In its recent decision, Grasshopper Solar Corporation v. Independent Electricity System Operator, 2020 ONCA 499, the Ontario Court of Appeal considered the application of the doctrine of estoppel by convention as articulated by the Supreme Court of Canada in Ryan v. Moore, 2005 SCC 38 (“Moore”).
The appellants were renewable energy companies that entered into Feed in Tariff (“FIT”) Contracts in 2016 with the respondent, the Crown agency responsible for Ontario’s power system, for the construction of solar facilities that would provide energy to the Ontario electricity grid. The contracts provided that “time is of the essence” and that the appellants (who are called “Suppliers” in the contracts) achieve commercial operation “in a timely manner” and by a defined “Milestone Date”, which was in September 2019. The contracts provided that if the Suppliers failed to perform any material covenant or obligation under the contracts, the respondent could terminate the contracts.
In 2013 (three years before the appellants entered into the FIT Contracts), the respondent’s predecessor agency, Ontario Power Authority (“OPA”), had published a bulletin advising that OPA would not act upon its termination rights arising in the FIT Contracts if a Supplier did not attain commercial operation by the Milestone Date. However, the 2013 bulletin indicated that it was “for informational purposes only and shall not be relied on by Suppliers” and that “[t]his information does not constitute a waiver of any actual or potential default, nor does it amend the FIT Contract”.

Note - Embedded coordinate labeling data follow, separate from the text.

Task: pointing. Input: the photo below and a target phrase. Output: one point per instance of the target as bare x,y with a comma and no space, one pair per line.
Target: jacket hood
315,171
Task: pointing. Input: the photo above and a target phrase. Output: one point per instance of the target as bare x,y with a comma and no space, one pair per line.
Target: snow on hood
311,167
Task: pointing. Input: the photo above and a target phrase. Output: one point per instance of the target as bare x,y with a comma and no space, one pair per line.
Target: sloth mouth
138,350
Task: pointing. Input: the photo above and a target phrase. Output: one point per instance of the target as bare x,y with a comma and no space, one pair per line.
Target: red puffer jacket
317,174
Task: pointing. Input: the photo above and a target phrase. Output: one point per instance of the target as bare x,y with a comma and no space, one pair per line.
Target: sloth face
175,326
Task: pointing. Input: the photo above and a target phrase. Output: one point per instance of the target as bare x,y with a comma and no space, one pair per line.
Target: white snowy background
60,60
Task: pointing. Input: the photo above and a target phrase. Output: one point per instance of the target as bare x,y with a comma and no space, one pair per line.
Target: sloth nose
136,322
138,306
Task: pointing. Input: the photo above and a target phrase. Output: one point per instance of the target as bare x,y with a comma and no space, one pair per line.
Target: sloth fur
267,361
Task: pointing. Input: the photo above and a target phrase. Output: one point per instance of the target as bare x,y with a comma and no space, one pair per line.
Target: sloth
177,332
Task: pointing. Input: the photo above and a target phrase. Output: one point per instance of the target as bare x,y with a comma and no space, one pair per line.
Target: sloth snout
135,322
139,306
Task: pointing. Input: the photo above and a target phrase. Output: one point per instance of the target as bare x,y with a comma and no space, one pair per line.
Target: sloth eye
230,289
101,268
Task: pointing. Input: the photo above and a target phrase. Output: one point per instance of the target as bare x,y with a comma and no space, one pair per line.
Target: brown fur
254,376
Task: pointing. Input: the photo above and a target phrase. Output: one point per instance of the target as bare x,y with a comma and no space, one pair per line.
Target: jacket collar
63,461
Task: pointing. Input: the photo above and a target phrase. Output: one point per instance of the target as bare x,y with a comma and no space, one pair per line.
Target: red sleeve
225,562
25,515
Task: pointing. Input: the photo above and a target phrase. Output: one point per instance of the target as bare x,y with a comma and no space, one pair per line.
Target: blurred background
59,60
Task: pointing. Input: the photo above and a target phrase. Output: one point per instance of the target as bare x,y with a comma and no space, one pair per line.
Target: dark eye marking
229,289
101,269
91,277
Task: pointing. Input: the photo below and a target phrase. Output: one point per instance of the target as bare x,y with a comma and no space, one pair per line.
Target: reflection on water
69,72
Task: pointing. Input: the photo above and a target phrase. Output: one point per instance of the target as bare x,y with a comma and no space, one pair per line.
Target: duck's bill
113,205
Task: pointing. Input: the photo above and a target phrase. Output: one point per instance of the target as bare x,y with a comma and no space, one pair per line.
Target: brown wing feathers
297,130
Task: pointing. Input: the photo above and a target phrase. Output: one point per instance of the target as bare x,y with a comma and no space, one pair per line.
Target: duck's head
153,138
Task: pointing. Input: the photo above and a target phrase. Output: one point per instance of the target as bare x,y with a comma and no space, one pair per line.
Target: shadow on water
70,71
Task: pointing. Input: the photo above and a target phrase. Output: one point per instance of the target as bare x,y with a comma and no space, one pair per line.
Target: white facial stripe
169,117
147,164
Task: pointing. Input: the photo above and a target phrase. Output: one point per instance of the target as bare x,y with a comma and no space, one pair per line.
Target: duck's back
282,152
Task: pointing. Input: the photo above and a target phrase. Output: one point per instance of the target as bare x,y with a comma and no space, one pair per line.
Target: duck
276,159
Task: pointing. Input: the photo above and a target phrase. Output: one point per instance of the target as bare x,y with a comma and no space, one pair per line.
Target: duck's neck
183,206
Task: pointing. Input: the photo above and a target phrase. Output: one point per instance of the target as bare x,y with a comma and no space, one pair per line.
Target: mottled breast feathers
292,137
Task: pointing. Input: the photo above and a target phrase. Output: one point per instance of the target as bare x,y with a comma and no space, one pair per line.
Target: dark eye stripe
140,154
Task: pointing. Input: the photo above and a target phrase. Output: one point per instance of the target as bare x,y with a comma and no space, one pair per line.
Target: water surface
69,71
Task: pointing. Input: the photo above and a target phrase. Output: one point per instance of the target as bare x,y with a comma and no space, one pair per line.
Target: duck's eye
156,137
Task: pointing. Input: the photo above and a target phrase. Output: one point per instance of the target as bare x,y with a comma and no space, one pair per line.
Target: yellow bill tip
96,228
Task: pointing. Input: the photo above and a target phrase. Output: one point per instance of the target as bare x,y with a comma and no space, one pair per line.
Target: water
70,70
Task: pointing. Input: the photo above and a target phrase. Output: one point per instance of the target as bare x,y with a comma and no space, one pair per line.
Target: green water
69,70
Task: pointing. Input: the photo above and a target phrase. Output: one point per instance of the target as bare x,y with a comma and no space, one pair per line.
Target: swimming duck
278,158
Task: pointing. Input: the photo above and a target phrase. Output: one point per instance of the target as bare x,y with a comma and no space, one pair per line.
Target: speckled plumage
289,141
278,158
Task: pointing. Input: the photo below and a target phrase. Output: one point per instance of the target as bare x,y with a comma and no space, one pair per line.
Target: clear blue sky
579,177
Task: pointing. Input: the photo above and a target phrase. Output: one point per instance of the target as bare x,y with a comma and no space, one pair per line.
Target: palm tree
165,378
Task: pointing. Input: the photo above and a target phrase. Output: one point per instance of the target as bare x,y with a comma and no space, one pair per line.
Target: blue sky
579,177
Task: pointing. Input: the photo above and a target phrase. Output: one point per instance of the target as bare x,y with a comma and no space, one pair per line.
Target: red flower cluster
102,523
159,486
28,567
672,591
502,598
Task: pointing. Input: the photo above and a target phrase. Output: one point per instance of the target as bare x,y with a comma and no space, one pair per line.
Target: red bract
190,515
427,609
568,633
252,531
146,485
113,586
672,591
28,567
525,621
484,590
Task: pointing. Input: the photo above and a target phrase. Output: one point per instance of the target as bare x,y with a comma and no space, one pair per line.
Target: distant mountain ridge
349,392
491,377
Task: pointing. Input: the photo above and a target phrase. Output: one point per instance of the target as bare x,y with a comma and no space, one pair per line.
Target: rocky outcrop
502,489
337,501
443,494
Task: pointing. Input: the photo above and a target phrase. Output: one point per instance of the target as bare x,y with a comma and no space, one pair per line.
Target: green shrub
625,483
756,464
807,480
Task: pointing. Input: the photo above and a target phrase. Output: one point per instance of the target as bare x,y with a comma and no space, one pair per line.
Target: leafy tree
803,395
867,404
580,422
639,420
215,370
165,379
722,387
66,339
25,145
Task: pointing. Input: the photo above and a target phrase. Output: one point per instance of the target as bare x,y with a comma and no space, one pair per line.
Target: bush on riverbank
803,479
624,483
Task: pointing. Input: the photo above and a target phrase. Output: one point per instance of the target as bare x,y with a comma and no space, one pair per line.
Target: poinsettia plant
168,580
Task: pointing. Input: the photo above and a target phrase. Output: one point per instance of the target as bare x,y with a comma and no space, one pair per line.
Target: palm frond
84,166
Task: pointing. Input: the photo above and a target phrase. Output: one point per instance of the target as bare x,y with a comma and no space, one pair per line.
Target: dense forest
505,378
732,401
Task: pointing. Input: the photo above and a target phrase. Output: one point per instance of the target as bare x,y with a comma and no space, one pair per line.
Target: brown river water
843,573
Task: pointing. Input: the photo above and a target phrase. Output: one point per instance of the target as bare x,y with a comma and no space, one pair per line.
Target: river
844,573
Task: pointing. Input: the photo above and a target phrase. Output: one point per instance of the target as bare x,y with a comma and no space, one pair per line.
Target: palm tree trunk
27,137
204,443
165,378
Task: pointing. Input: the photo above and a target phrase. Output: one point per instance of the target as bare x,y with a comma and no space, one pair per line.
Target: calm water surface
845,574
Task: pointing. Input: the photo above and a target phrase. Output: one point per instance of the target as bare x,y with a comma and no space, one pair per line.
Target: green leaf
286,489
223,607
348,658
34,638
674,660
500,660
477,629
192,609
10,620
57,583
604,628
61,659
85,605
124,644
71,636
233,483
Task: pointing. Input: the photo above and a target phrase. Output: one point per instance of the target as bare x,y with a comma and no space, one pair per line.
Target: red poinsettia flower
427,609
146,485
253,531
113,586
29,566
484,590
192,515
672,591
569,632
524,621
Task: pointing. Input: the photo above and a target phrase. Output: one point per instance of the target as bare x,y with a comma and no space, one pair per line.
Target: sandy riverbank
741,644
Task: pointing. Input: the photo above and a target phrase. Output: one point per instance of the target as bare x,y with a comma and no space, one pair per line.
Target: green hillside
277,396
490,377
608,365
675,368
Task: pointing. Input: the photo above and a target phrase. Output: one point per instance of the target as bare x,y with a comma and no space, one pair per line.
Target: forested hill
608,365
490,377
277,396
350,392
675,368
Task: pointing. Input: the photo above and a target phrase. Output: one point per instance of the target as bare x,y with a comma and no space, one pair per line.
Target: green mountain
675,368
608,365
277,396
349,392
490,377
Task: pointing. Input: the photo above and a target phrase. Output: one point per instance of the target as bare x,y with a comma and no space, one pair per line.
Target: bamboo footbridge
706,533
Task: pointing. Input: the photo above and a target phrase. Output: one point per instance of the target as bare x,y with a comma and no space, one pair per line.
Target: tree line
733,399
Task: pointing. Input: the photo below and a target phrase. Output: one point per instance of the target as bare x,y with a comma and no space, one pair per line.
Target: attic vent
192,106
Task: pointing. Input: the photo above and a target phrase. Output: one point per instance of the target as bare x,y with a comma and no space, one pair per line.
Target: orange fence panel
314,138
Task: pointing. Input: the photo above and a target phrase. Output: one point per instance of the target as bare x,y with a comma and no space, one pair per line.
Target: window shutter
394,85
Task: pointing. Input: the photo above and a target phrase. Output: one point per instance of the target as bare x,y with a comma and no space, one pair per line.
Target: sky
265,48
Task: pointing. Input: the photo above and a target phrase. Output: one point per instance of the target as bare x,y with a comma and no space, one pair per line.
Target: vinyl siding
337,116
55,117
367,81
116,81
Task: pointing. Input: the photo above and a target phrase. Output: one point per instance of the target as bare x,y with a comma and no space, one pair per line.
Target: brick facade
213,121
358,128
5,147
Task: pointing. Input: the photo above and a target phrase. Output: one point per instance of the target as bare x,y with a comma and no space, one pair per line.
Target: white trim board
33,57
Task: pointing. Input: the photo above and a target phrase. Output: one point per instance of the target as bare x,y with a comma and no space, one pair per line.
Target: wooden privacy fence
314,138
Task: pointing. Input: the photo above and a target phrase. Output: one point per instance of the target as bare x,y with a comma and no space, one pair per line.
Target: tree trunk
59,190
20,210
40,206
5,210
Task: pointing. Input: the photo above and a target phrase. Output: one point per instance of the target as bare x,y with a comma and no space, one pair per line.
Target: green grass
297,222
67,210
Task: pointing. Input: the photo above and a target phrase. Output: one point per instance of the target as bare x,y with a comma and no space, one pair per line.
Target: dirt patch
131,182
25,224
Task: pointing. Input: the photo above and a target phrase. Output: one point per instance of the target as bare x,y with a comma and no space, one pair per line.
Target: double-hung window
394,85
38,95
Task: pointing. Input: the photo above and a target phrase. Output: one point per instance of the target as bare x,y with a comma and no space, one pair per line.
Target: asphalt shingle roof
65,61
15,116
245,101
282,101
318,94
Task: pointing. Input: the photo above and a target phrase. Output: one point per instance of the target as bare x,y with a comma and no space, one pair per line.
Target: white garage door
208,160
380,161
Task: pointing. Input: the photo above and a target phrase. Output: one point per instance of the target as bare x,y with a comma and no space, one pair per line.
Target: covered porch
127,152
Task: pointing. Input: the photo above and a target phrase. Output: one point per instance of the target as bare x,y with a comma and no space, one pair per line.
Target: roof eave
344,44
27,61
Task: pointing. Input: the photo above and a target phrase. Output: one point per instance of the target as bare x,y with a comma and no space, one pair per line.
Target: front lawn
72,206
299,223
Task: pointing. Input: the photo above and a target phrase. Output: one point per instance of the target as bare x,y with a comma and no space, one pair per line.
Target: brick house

In March 2019, the respondent sent a letter to Suppliers to remind them of the September 2019 Milestone Date for commercial operation and making clear that the respondent would terminate FIT Contracts with any Suppliers that did not meet the deadline. In response, the appellants brought applications for a determination of their rights under the FIT Contracts.
The court concluded that the provisions of the FIT Contracts, properly construed, gave the respondent the right to terminate the contracts without any compensation if Suppliers failed to attain commercial operation by the Milestone Date. Of particular importance to the court was the “time is of the essence” provision, which the court held was a material covenant.
The court rejected the appellants’ arguments that the respondent was estopped from terminating the FIT Contracts, either under estoppel by convention or promissory estoppel. With respect to the latter, the court concluded that at no time did the respondent promise that it would not terminate the contracts if the appellants missed the Milestone Date. In fact, communications from the respondent, including the 2013 bulletin, consistently made clear that the respondent was not waiving any rights it had under the contracts.
With respect to estoppel by convention, the court noted that it was a “relatively rare form of estoppel” that must be applied with care, especially in the context of commercial relationships between sophisticated parties represented by counsel.
The court referred to the test for estoppel by convention that was articulated by the SCC in its decision in Moore, and specifically: (1) the parties’ dealings must have been based on a shared assumption of fact and law; (2) a party must have acted in reliance on the shared assumption, resulting in a change of its legal position; and (3) the party will suffer a detriment if the other party is allowed to resile or depart from the common assumption.
The court recognized that a shared assumption may be based on a mistake. The court also recognized that a shared assumption could be implied from a party’s silence. However, the court concluded that the record supported the application judge’s conclusion that there was no shared assumption, either that the respondent would not terminate the contracts if the appellants did not attain commercial operation by the Milestone Date, or that the respondent would not terminate the contracts without first giving notice that it was changing its position, both of which were argued by the appellants. In the court’s opinion, the 2013 bulletin that was said to give rise to the shared assumption made clear that it was “for informational purposes only”, could not be relied upon by Suppliers, and that the respondent was not waiving any defaults or varying the terms of the FIT Contracts.
Of interest in this case is the fact that the court stayed within the four corners of the test for estoppel by convention and was not swayed by arguments based on the significant economic impact of the terminations on the appellants. The appellants had argued that the respondent had no commercial interest in terminating the contracts that was proportionate to the millions of dollars in construction costs that would be lost by the appellants as a result of the termination. The appellants argued that the circumstances cried out for some form of equitable remedy. They appeared to argue that, even if there was no shared assumption, they at least satisfied the second and third elements of the Moore test – i.e. to demonstrate reliance and detriment. The court rejected any appeal for equitable relief based merely on reliance and detriment. In the court’s view, a shared assumption is not merely one of three elements but the element that gave rise to the need for equitable relief. The court stated that without a shared assumption, the appellants had no right to equitable relief.